Masa muda adalah puncak kekuatan manusia, di mana hasrat dan ambisi memuncak. Namun, dalam Islam, manusia diingatkan agar tidak tertipu oleh kesenangan dunia. 

Allah berfirman dalam QS. Al-Kahfi: 45,

“Perumpamaan kehidupan dunia ini hanyalah seperti air (hujan) yang Kami turunkan dari langit, lalu tumbuhlah dengan suburnya karena air itu tanaman-tanaman bumi, di antaranya ada yang dimakan manusia dan hewan ternak. Hingga ketika bumi itu telah sempurna keindahannya, datanglah perintah Kami pada malam atau siang hari, lalu Kami jadikan ia laksana tanaman yang sudah dipanen, seakan-akan belum pernah tumbuh sebelumnya.”
 

Ini mengingatkan bahwa segala yang kita kejar di dunia hanyalah fana, dan kebijaksanaan sejati adalah memahami keterbatasan kehidupan.

Saat memasuki masa tua, manusia mulai menyadari bahwa kehidupan ini hanyalah persinggahan sementara. 

Aristoteles dalam Nicomachean Ethics menyebutkan bahwa kebahagiaan tertinggi (eudaimonia) tidak terletak pada harta atau kesenangan sesaat, melainkan pada pencapaian kebajikan dan makna hidup. 

Dalam Islam, usia senja adalah waktu untuk semakin mendekat kepada Allah, sebagaimana disebutkan dalam QS. Yasin: 68, “Dan barang siapa yang Kami panjangkan umurnya, niscaya Kami kembalikan dia kepada keadaan lemah kembali. Maka apakah mereka tidak mengerti?” Ini menjadi peringatan bahwa kehidupan adalah siklus yang kembali pada titik awal—dari kelemahan menuju kelemahan.
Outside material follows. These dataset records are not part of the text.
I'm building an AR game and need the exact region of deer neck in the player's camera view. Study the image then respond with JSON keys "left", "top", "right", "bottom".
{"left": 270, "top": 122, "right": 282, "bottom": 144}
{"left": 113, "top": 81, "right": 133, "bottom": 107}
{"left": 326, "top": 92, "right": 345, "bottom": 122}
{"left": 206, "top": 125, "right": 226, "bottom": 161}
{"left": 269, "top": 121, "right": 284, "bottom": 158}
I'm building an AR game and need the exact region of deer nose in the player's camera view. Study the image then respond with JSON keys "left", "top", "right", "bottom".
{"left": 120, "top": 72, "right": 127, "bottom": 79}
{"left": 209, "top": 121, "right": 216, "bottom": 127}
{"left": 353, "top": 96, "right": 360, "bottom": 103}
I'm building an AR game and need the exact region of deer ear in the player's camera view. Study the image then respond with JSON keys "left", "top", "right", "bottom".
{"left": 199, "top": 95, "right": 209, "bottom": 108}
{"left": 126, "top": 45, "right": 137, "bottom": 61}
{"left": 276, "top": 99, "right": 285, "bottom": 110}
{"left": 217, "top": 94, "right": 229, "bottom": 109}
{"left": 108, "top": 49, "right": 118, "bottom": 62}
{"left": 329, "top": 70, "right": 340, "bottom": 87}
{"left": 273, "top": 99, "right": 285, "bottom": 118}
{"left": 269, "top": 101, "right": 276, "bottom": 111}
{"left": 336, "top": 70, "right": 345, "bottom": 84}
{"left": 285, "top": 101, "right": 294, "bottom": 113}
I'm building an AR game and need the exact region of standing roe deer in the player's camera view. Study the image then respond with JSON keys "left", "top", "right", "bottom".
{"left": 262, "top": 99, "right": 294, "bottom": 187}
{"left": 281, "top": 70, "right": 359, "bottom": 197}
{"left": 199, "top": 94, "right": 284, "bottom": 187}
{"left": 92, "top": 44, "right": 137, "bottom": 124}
Kemelekatan pada dunia adalah jebakan yang penuh godaan. Segala sesuatu yang terlihat indah dan mengagumkan sering kali membentuk dinding-dinding penjara bagi jiwa yang merindukan kebebasan sejati. 

Hidup di dunia bukanlah sebuah akhir, melainkan persinggahan sementara dalam perjalanan panjang yang tidak berujung di sini. Kecintaan yang berlebih pada kehidupan duniawi hanya akan membawa penderitaan saat kita harus berpisah darinya, karena perjalanan sejati dimulai setelah kita meninggalkan dunia ini.

Kematian

Kematian adalah kebebasan manusia dari penjara kemelekatan

Kematian adalah gerbang menuju kehidupan yang lebih hakiki. Dalam filsafat Stoikisme, kematian dipandang sebagai sesuatu yang harus diterima dengan ketenangan, karena ia adalah bagian alami dari siklus kehidupan. 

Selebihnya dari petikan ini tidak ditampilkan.